The cross-departmental Data Governance team includes 40+ Metro employees that work with data and represent every city department and has built a data-driven culture across the city, breaking down silos and fostering collaboration. The team receives trainings, creates policy, shares data, and manages open data. Members are recommended as a result of the mayor’s Open Data Executive Order (Section 3) and the Open Data Policy (3.1.2) and the team is lead by the city’s Data Officer.
Members do data analysis for their departments and across Metro, including on mobility data, LouieStat, budget and finance, crime and public safety, economic development, public works, GIS, health, the mayor’s office, and air pollution control.
Curriculum, training, and presentations for members on topics around the data lifecycle, including quality, collection, storage, metadata, visualization, business intelligence, ethics, and standards. We also have a Data Academy on beginner and advanced usage of tools like Excel, Power BI, Carto, Tableau, GIS, and other open source data visualization tools.

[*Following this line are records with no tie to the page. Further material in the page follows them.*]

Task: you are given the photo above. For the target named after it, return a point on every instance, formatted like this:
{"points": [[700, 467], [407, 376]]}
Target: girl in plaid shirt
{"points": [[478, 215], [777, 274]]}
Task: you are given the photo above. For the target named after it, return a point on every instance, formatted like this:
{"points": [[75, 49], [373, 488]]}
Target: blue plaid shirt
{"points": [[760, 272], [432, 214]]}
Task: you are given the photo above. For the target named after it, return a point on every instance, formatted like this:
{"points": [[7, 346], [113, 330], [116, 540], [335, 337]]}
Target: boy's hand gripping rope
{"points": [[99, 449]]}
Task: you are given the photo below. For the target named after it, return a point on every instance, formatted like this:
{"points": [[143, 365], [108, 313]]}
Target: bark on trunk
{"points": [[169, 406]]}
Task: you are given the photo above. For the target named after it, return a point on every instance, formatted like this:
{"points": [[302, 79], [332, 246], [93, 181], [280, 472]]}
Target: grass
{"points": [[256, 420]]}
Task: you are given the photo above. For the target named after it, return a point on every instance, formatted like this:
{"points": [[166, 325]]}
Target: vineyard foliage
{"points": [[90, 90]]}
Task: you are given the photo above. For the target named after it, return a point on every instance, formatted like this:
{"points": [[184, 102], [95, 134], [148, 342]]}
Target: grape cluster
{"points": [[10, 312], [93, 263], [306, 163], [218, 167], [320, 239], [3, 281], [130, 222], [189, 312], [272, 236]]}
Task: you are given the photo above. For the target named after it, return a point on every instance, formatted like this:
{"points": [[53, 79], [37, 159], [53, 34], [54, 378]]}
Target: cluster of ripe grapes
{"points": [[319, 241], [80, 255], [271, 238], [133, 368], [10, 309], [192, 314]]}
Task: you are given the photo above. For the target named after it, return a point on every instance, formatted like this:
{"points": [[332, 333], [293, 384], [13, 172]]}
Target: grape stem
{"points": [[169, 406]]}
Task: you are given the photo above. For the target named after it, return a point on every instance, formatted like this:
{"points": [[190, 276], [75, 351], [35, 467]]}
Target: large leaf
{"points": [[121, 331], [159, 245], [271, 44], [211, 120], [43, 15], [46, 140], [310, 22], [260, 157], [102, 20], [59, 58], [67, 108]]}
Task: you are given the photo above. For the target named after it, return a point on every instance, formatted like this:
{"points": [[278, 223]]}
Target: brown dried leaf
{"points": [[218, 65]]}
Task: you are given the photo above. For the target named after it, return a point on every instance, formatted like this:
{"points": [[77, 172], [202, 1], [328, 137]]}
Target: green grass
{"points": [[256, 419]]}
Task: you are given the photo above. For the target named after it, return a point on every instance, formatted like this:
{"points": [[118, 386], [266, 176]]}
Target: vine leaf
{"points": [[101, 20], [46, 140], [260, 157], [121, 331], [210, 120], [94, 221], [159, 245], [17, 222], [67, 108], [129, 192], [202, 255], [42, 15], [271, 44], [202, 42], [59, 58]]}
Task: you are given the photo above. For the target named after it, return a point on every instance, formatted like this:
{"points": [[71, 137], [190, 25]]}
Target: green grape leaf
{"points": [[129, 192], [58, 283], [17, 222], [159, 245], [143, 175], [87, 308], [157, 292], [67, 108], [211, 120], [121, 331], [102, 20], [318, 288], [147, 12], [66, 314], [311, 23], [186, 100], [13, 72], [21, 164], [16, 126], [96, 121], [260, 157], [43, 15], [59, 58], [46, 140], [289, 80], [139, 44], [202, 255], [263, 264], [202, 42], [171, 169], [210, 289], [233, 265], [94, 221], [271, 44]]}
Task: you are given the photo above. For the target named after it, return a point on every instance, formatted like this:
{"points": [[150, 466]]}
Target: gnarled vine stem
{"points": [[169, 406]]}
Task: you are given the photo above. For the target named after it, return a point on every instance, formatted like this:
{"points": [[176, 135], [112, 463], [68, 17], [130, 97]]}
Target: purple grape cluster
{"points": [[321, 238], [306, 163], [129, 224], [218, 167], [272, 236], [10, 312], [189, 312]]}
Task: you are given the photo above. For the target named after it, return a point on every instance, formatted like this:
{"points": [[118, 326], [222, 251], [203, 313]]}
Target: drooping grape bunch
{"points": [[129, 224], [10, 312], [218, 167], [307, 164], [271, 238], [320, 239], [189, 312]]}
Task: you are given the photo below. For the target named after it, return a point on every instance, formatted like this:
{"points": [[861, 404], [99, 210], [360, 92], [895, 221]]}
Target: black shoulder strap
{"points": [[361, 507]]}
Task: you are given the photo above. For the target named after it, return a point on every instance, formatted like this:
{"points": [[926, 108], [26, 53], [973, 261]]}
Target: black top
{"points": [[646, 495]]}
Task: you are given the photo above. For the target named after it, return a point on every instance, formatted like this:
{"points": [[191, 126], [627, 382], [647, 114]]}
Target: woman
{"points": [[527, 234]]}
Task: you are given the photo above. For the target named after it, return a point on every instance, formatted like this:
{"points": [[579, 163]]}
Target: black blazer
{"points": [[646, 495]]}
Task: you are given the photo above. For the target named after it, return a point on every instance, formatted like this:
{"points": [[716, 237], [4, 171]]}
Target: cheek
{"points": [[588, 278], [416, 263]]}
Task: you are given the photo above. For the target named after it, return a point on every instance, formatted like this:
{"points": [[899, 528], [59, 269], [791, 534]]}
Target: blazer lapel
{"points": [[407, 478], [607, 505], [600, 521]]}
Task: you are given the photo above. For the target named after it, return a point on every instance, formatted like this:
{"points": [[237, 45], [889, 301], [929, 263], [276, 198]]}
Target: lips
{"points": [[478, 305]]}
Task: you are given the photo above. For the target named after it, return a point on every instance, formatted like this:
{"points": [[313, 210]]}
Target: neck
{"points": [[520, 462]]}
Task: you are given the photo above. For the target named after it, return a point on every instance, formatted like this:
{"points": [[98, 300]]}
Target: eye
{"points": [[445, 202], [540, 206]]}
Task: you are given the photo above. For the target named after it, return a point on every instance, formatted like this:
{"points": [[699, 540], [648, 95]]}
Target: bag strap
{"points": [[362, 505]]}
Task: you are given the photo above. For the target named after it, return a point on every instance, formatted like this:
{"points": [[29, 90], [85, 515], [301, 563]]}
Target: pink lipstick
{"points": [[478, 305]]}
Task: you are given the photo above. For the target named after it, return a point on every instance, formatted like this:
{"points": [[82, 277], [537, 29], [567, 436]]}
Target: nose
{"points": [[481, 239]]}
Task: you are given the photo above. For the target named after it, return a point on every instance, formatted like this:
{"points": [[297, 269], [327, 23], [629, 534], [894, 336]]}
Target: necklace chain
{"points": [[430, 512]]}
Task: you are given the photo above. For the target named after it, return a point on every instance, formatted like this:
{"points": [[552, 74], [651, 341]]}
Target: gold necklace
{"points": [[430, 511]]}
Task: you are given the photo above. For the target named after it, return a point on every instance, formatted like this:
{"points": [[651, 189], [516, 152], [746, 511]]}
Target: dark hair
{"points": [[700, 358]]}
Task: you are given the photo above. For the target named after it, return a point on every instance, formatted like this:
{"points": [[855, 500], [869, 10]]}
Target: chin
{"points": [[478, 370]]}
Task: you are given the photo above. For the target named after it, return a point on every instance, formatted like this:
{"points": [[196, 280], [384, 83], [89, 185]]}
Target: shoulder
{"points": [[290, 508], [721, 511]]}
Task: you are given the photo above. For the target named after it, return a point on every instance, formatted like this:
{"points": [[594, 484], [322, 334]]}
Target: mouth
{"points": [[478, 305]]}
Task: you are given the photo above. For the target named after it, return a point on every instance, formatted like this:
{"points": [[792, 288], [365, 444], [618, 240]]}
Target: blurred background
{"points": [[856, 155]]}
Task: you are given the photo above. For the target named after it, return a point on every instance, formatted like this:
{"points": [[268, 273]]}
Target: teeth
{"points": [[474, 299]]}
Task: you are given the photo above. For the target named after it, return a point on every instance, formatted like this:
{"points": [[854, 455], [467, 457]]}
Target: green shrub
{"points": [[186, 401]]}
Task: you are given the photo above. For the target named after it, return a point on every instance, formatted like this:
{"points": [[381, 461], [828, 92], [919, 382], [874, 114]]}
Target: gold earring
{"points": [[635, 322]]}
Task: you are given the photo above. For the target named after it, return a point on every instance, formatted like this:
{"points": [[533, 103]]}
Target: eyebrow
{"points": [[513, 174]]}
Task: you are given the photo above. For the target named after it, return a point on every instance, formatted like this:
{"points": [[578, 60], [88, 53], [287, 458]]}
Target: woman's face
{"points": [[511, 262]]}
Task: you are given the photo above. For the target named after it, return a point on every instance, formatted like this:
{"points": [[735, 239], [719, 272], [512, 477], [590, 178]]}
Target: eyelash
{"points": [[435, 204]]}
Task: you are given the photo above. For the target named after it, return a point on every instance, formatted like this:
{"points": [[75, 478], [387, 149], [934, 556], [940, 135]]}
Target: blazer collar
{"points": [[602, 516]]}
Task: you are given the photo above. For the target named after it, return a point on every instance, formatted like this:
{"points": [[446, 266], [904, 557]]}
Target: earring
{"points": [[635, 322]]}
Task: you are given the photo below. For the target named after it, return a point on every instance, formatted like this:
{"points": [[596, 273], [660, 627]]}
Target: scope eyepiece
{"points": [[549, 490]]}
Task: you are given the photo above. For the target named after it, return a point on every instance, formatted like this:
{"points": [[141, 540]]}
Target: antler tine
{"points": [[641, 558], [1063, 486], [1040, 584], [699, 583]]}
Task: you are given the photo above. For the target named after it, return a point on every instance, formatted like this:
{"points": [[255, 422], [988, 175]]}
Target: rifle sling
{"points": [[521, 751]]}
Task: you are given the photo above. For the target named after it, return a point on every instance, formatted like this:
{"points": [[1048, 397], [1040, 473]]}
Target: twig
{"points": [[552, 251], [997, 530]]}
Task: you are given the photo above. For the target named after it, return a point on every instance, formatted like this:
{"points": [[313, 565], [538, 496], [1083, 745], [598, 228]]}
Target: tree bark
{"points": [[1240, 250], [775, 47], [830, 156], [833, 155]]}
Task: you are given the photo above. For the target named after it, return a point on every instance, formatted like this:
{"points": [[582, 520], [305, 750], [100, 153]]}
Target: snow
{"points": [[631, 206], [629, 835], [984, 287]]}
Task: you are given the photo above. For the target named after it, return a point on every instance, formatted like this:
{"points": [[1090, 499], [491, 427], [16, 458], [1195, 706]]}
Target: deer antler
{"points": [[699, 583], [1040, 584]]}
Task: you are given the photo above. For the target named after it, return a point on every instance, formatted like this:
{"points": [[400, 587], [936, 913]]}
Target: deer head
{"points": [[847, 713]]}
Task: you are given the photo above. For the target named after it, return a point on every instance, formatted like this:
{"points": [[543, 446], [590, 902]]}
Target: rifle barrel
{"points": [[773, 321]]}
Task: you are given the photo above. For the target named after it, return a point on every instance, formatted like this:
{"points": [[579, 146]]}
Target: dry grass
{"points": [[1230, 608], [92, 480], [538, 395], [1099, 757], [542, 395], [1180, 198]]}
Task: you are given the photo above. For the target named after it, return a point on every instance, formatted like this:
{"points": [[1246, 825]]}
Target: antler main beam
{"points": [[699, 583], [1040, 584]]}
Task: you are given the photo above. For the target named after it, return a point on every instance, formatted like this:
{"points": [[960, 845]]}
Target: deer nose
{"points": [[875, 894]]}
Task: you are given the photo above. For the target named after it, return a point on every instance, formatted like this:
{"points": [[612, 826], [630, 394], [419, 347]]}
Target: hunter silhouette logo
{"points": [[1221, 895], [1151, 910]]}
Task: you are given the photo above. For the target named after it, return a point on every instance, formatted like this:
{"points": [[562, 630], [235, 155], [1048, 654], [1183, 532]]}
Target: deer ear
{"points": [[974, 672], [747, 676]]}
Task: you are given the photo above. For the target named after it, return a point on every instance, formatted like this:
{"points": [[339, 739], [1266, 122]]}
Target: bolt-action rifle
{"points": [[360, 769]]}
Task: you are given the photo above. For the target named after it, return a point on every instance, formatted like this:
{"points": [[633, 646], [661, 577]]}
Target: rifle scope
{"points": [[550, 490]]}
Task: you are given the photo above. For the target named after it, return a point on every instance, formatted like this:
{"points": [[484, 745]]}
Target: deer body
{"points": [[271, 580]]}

Open data, public transparency, and data-driven efforts in Louisville remain a strong and continuing priority for Mayor Greg Fischer and the Office of Civic Innovation. The Data Governance team works to release new data the public values, improve existing data sets, provide accurate metadata, and increase the frequency of data updates.
Each member is required to be on at least one working group, around topics like data policy, data standards (sex/gender, street addresses, race/nationality, date/time), a city-wide data inventory, data visualization, and data warehousing.
The city’s official internal data inventory of data sources and data sets run by the Data Inventory Working Group. It is a critical part of our What Works Cities certification, spanning both the data inventory and data classification areas, and informs our data warehouse efforts.
The city of Louisville has a Badge reward program that allows employees to earn badges by doing data-driven and innovative work, much like the Girl Scouts. The goal is to encourage Metro employees across all agencies to learn new skills and to be better equipped to serve our citizens.